Солнечные зайчики весело перепрыгивали по листьям огромного фикуса, стоящего напротив окошка. Добрались и до постели старшенького, семилетнего Василька. Тот прошептав что-то невразумительное, повернулся к стене и мирно засопел... Уже откукарекали первые петухи. В хлеву протяжно замычала Зорюшка... Надо идти управляться. Тишину в доме нарушали только тихое дыхание Васи и двухмесячной Полюшки в зыбке, да тиканье старых ходиков, рядом с которыми висел портрет Вани... Варя тяжело вздохнула. Взглянула на деревянный стол, на лежало замусоленное, покрытое разводами от капавших на него слёз письмо, перечеркнувшее всю её, Варюшину, жизнь...
« Муж твой, Варвара, погиб смертью храбрых, похоронили мы его в братской могиле...», – писал односельчанин, воевавший вместе с Ваней, когда-то, ещё в мирной жизни – весельчак и балагур Витёк Горелов...
Варя наизусть знала каждую строчку. Не хотелось верить. А может и правда, жив он? Не похоронка же? Мало ли что Витёк энтот наговорит... Ошибся может?
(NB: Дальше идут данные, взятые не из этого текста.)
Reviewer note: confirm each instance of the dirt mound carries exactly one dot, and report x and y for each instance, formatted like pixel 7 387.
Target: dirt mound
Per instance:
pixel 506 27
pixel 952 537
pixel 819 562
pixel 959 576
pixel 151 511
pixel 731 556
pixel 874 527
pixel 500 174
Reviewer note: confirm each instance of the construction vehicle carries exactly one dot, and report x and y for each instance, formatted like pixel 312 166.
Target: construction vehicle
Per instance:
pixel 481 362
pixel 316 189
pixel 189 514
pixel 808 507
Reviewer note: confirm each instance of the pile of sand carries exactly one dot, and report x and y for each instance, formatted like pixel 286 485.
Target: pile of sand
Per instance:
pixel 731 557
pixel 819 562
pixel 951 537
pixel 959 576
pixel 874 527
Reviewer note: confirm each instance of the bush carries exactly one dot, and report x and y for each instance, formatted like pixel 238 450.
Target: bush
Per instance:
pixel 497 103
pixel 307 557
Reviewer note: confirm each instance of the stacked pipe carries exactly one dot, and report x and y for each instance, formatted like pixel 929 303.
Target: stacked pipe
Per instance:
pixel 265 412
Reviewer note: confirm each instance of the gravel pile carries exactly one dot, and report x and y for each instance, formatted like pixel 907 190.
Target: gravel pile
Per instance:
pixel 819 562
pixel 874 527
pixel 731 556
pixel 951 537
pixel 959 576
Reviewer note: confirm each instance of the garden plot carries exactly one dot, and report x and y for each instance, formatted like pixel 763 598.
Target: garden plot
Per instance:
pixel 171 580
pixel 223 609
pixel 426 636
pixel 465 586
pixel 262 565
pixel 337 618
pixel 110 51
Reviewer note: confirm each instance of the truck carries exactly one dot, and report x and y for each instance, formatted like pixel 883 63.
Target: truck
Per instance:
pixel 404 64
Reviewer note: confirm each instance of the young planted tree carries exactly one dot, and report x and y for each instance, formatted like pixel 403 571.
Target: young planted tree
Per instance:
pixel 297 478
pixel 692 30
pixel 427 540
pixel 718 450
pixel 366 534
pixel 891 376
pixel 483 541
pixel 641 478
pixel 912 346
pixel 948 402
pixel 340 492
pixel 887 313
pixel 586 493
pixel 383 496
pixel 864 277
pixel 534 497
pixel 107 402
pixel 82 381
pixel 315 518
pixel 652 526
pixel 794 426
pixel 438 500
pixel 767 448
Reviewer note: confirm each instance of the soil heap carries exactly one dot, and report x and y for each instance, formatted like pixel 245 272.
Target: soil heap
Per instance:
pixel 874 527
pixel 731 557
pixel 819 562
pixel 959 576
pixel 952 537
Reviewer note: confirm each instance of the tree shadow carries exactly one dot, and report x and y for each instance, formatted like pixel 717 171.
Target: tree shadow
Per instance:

А в голове продолжало звучать : « Бой был страшный. А Иван твой погиб как герой, не сомневайся»...
В груди женщины загорелось, снова стало трудно дышать, и горе, давящее на сердце женщины выплеснулось наружу горячими слезами.
Захныкала Поля. Варя тяжело поднялась, вытерла распухшие глаза кончиком ситцевого, в мелкий голубой цветочек, платка и двинулась к малышке...
Тихо, тихо, доченька, моя сладенькая, - она нежно взяла девочку на руки,- сейчас поешь, моя лапонька. Дала ей полную материнского молочка грудь...
Проснулась, по старушечьи закряхтела в спаленке свекровь, Мария Петровна. Привычно зашептала перед иконой утренние молитвы. Затем выглянула в горницу.
- Кормишь уже? Проснулась, моя хорошая.
- Да...
Свекровь взглянула на солдатский треугольник. Молча убрала в сундук. На глазах старушки заблестели слёзы.
- Ты, Варя, не горюй так. Нельзя тебе. Молочко пропадёт. Ради детей крепись, донюшка... А можа и набрехал, попутал чего, балабол энтот...
Варя подняла глаза на старушку и молча кивнула в ответ...
А вечером по всей округе раздался гул самолётов. Далеко, за горизонтом, в Сталинграде, загрохотало, в небе запылали зарницы, шли бои... На следующий день в село вошли немцы. Начался грабёж...
Во двор вошли двое с автоматами наперевес – рыжий, долговязый и толстый, с выпученными глазами на красном лице, с торчащей из таких же толстых как и он сам, губ, дымящейся сигаретой. Прямиком двинулись к сараям. И через пять минут уже тащили свою добычу. Рыжий – двух кудахтающих курочек, а толстый – намотал на рога упирающейся Зорюшки веревку, всё никак не мог сдвинуть её с места.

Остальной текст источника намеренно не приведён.